ROGER: Trying? Since you had a cigarette in one hand and a glass in the other you must have been fighting him off with your thigh muscles.

Taking offence, ANGIE turns her back on him. ROGER sits at a table, where CHARLES comes to join him. The party guests, including ANGIE, drift into the background during the following.

The first thing I noticed about you was the flattering fact that you were noticing me. And Charles said:

SCENE 2

A restaurant.

CHARLES: Roger, something tells me you’re in with a very good chance of making a raging fool of yourself.

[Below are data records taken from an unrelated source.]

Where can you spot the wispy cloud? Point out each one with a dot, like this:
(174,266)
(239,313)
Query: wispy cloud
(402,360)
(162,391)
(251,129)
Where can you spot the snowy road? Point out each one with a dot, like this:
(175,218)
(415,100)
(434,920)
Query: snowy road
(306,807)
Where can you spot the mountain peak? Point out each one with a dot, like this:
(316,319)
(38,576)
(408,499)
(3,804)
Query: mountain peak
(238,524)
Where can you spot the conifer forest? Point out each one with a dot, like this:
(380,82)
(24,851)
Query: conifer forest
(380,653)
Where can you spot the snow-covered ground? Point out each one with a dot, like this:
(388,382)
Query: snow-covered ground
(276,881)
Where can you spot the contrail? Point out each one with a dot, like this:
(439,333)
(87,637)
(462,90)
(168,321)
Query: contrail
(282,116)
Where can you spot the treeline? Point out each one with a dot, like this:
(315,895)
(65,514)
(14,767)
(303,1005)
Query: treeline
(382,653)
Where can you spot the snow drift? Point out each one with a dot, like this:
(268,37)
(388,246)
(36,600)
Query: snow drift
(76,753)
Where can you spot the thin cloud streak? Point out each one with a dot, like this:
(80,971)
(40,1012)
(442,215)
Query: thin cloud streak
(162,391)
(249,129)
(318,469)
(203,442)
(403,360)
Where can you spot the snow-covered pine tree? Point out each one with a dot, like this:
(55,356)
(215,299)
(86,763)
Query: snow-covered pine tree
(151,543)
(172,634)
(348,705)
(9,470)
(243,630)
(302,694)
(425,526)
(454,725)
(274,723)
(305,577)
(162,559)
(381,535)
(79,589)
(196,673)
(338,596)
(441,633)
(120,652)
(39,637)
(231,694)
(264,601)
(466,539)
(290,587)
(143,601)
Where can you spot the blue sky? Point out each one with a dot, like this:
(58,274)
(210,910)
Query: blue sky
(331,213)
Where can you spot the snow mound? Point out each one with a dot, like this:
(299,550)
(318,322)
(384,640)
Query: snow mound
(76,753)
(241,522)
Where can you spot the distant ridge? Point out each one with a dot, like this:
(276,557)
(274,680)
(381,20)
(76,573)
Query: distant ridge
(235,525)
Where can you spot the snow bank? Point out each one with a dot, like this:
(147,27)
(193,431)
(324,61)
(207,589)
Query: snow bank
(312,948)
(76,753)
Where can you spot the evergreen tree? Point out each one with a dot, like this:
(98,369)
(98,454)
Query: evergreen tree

ROGER: Very possibly. (As a narrative aside.) You’d gone off to powder your nose. When you came back, it was not to Hugh’s table and Oliver the Old Etonian groper but to ours.

ANGIE crosses boldly to their table. ROGER and CHARLES rise.

ANGIE: Please don’t get up.

CHARLES: I’ll get you a chair.

ANGIE: There isn’t one. (Gazing at ROGER, she kneels on the floor, her elbows on the table.) There. Now I’m your apostle, kneeling at your feet.

ROGER: Disciple.

ANGIE: I thought they were the same thing.